Michael J. Barry
An exotic to Florida, Mike was born and raised in southwestern Michigan, spending most of his time in wetlands in the wildlands adjacent to his home. He began invading the Tampa area and Central Florida as a youth on regular visits to relatives, where he spent much of the time chasing herps.
After receiving a B.S. from the University of Michigan in 1990, he began working as a research assistant for the University of Florida. In 1991, this led to a move to UF's Institute of Food and Agricultural Sciences’ research center in Immokalee in southwestern Florida as a part of a citrus-wildlife study. He remained in the area after the project was completed working at environmental consulting firms, Panther Island Mitigation Bank, Picayune Strand State Forest, and Florida Panther & Ten Thousand Islands National Wildlife Refuges. He has managed many inventory, monitoring, prescribed fire, exotic control and restoration projects.

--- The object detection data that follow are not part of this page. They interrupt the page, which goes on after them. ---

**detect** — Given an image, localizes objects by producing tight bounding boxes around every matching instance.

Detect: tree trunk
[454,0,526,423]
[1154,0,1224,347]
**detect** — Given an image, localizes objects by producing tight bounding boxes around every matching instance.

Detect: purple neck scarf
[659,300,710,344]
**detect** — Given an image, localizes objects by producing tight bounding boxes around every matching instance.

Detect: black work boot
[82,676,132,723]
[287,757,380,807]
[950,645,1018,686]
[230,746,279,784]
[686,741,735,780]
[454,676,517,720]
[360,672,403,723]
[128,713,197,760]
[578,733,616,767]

In addition to work in Florida, Mike has participated in several research and conservation projects in Central and South America. In 1988, he took a year off studies at the University of Michigan to assist with research in Ecuador and Panama on poison dart frog (Dendrobates spp.) behavior. In 1991, he began work in Costa Rica with conservation-minded residents of the Kekoldi Indigenous Reserve. Mike continues to be inspired by efforts in Kekoldi and drawn to that region of Central America. Mike joined IRC in 2007 to assist with program development in southwestern Florida and Central America.